Mikki's Crockpot Southwestern Swiss Steak
Total Time: 4 hrs 30 mins
Preparation Time: 30 mins
Cook Time: 4 hrs
Ingredients
- Servings: 4
- 1 1/2 lbs eye of round roast, sliced into 1/2-inch slicesagainst the grain
- 1 1/2 teaspoons meat tenderizer
- 1 cup flour
- 3 tablespoons cooking oil
- 1 (14 1/2 ounce) can diced tomatoes and green chilies
- 1 (12 ounce) jar beef gravy
- 2 teaspoons knorr tomato bouillon with chicken flavor
- 2 teaspoons mexican oregano, crushed
- 2 tablespoons potato starch
- water
Recipe
- 1 spray crock with cooking spray.
- 2 place flour and meat tenderizer in zip lock bag, close bag and shake to blend. add one or two steaks to bag at a time and pound with the side of a plate or with a meat hammer until steak is thoroughly coated and about 1.5 times itso original circumference. remove pounded steaks to a plate and repeat process until all meat has been coated and tenderized.

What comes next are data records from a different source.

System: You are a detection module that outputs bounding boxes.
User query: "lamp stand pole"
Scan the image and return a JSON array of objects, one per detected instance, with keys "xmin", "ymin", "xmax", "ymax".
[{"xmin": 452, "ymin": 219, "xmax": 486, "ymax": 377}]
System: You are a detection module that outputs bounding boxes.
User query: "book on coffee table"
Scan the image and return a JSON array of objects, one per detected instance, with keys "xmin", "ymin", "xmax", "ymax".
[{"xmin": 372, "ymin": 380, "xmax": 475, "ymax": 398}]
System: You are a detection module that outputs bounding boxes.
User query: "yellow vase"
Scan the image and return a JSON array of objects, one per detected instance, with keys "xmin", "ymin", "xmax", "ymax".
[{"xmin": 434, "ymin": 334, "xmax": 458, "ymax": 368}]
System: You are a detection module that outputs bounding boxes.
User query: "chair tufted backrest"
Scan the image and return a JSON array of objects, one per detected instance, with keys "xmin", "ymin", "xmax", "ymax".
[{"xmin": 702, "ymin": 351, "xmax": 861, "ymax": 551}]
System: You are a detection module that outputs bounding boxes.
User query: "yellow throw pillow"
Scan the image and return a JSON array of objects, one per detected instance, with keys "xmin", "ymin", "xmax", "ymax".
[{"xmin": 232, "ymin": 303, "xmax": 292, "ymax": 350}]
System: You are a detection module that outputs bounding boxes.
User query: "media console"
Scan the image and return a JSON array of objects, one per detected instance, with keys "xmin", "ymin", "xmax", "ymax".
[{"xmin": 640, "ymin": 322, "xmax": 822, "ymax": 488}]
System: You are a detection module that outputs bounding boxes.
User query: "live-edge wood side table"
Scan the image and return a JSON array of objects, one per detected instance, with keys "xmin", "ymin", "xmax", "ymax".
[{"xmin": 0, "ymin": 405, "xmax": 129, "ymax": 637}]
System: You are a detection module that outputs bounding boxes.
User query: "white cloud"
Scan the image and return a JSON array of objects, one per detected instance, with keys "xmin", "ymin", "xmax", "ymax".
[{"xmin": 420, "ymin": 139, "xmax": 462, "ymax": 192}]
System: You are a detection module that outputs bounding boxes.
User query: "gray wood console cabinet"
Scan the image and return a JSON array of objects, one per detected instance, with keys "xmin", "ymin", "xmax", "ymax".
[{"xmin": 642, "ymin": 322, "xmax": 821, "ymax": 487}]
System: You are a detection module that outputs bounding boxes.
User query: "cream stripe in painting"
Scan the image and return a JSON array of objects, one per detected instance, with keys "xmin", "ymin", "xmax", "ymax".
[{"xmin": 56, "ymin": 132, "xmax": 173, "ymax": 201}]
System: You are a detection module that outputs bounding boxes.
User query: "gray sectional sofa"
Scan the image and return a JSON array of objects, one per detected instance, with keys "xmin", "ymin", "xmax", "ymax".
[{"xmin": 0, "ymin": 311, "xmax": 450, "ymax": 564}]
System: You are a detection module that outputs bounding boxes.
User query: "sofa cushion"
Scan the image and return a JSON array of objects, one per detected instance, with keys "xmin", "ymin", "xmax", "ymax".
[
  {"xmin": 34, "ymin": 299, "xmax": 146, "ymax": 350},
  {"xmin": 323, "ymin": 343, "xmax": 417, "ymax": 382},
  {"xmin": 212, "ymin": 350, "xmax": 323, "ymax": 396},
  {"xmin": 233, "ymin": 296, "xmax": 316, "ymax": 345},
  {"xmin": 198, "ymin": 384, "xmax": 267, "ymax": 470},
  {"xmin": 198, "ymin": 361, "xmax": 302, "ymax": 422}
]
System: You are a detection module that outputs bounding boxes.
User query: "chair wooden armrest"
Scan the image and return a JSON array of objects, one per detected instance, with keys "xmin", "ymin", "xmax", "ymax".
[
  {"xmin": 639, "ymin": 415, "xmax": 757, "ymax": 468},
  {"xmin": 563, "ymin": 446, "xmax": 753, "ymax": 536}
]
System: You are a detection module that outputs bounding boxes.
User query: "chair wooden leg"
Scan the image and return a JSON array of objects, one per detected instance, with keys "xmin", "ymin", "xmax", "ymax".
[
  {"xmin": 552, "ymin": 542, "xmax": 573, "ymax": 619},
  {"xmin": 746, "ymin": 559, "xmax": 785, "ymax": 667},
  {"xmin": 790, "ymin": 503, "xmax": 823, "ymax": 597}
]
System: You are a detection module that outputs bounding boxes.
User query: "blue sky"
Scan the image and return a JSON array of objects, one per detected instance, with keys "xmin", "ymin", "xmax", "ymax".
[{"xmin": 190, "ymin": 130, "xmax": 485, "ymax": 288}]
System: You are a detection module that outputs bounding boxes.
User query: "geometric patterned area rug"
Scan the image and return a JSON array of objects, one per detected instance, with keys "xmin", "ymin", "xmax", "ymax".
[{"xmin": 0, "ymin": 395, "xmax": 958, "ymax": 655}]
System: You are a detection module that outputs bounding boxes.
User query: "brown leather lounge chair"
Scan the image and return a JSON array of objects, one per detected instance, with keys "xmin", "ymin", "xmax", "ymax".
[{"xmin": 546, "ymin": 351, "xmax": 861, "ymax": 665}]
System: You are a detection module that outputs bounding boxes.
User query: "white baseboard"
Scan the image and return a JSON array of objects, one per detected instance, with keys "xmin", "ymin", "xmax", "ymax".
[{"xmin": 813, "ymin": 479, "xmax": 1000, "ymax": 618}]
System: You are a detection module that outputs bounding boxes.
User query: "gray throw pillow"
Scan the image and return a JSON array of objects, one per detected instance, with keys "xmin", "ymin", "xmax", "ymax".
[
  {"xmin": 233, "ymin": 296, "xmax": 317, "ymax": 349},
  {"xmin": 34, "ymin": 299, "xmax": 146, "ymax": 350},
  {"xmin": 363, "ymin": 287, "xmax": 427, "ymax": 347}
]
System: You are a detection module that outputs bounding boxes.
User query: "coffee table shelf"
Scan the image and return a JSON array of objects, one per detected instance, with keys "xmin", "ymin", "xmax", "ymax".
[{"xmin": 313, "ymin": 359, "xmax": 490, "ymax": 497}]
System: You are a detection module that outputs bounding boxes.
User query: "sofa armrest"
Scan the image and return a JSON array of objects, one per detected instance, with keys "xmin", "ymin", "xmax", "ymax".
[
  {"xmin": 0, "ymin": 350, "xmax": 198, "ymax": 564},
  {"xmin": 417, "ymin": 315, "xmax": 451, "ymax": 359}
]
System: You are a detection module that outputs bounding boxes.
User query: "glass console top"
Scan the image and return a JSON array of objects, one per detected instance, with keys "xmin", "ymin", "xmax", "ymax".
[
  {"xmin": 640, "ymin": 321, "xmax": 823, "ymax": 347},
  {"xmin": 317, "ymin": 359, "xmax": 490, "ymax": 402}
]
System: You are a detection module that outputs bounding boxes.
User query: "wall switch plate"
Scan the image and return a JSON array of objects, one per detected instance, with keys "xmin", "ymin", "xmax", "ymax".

- 3 heat oil in large, heavy skillet over medium high heat. quickly fry steaks until browned on all sides.
- 4 meanwhile, in the crock pot, mix tomatoes, gravy, boullion and oregano to create a sauce. place browned steaks in crockpot and ladle some sauce over them.
- 5 cover and cook on low for 8 hours or on high for 4 hours. before serving, remove meat to a serving dish and thicken the sauce with potato flour mixed with enough water to form a milky liquid. stir this into the sauce a bit at a time while stirring until the sauce reaches desired thickness. potato starch will thicken the sauce much quicker and using less thickener.
- 6 note: the recipe i mangled to create this dish called for onions and green pepper strips sauteed and added to the sauce. my family does not like the stringy, limp veges that result so i took a different route.